Darren R. Brenner, Paul Arora, Bibiana Garcia-Bailo, Howard Morrison, Ahmed El-Sohemy, Mohamed Karmali and Alaa Badawi
Background: The metabolic syndrome (MetS) is a well-established risk factor for cardiometabolic disease. However, the association between MetS, and its components, with the metabolic phenotypes and inflammatory markers that are risk factor for cardiometabolic disease has not been explored in the general population. The present study examines this association among Canadian adults and explores the changes in the profile of a number of metabolic and inflammatory markers associated with cardiometabolic disease at various MetS stages.
Methods: Serum levels of apolipoprotein A1 and B (Apo-A1, -B), total:HDL-cholesterol (HDL-C) ratio, C-reactive protein (CRP), fibrinogen, glycosylated haemoglobin (HbA1c) and homocysteine were determined in 1,818 non-diabetic adults (16-79 years of age) from the Canadian Health Measures Survey (CHMS). The definition of MetS components was based on the National Cholesterol Education Program, Adult Treatment Panel III criteria. Taylor-series expansion methods for complex survey data were used to estimate variances. Generalized linear models adjusted for age, sex, physical activity, smoking status, use of medications and ethnicity were used to quantify the relationship between the metabolic phenotypes and inflammatory markers associated with risk to cardiometabolic disease and the number of MetS components.
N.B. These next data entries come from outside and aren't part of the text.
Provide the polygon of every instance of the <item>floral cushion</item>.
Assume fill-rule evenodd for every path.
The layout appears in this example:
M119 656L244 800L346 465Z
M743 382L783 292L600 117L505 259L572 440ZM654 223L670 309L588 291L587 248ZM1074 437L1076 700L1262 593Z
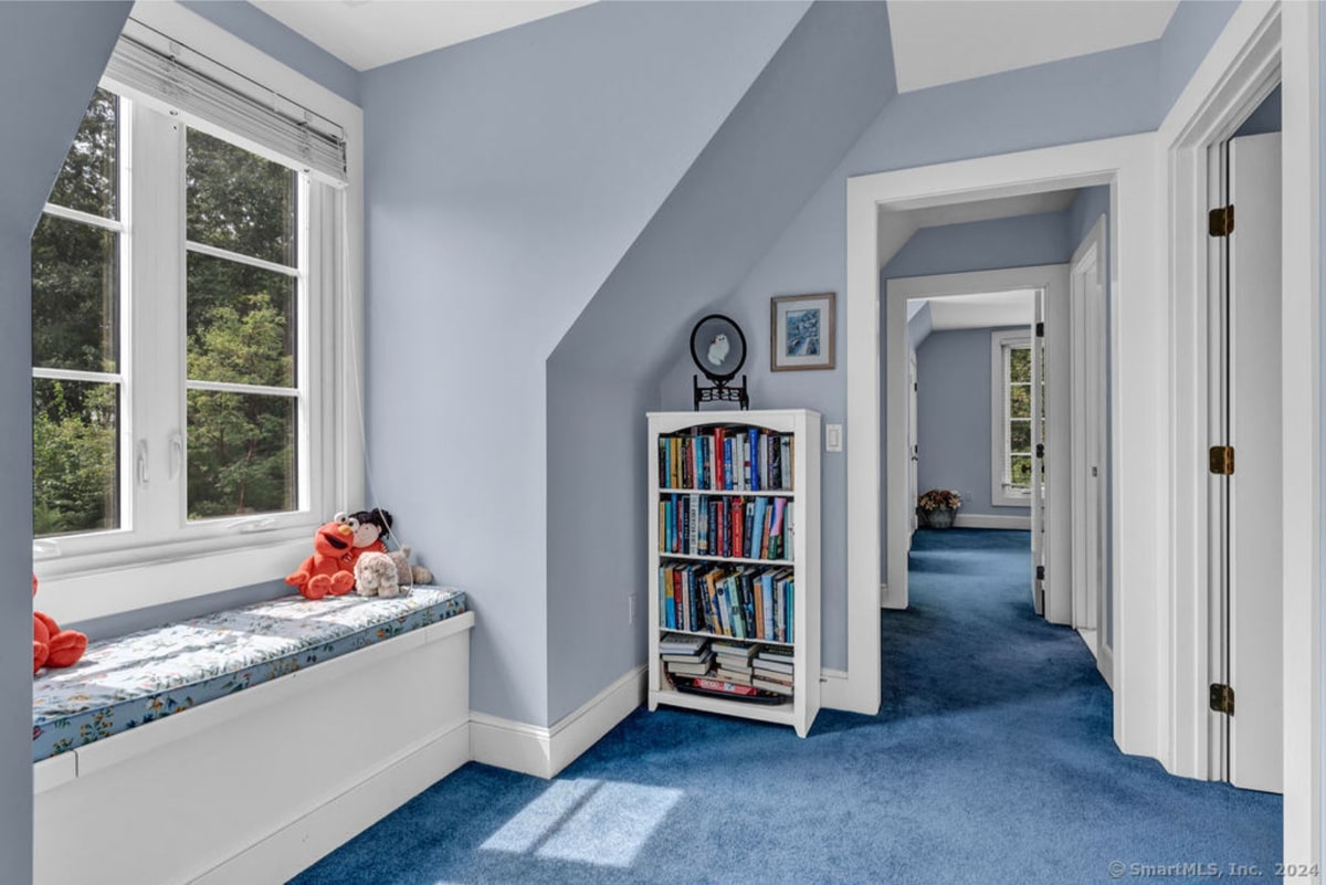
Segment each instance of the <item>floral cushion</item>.
M32 682L32 758L46 759L465 611L465 595L282 596L90 643Z

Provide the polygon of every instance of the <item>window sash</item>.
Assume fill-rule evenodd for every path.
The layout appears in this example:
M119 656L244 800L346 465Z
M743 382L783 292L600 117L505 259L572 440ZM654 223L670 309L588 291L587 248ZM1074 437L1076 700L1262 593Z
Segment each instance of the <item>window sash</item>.
M115 91L114 85L106 87ZM333 391L314 392L326 354L310 347L328 334L328 318L318 305L333 298L314 298L312 285L330 289L333 276L329 249L337 242L339 220L334 191L301 175L298 192L297 268L273 265L297 281L296 378L294 387L229 384L186 378L183 298L184 261L188 252L220 253L245 264L264 262L232 256L223 249L194 248L184 240L184 130L176 121L152 107L122 97L121 101L121 220L114 224L129 236L121 237L121 354L119 372L33 368L33 378L117 383L121 387L119 476L121 523L115 529L50 535L34 542L34 559L56 572L95 568L122 563L126 556L142 556L147 548L171 548L175 554L215 547L217 539L240 534L298 533L305 537L316 525L316 514L334 497L332 478L322 478L326 446L314 440L334 436ZM130 175L129 170L152 170L151 176ZM66 215L60 212L60 215ZM82 219L78 219L82 221ZM318 236L313 231L320 231ZM310 269L321 262L318 282ZM188 390L261 393L296 401L296 482L297 503L286 511L190 521L187 513L187 444L184 439ZM314 477L320 477L318 481Z
M155 105L212 135L345 185L346 139L337 123L130 19L106 65L114 91Z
Results: The prevalence of the MetS (i.e., with three or more MetS components) among the study subjects was 8.9%, with 31.8% having at least one component. As expected, metabolic markers such as total: HDL-C, Apo-B and HbA1c were all significantly increased as the number of MetS components increased whereas Apo-A was decreased. We also observed a significant association between the number of MetS components and the serum levels of inflammatory biomarkers such as CRP and fibrinogen, but not homocysteine. Mean serum levels of these markers were significantly elevated as the numbers of MetS components increased. Strong correlations were noted between CRP, fibrinogen, and homocysteine and the individual components of the MetS.
Conclusions: There is an apparent profile of metabolic phenotypes and inflammatory biomarkers, known to be related to the cardiometabolic disease risk, that emerges as MetS manifests with increasing the number of its components. These findings may permit proposing a metabolic trait that predisposes to MetS and may permit developing an effective approach for early risk prediction and intervention.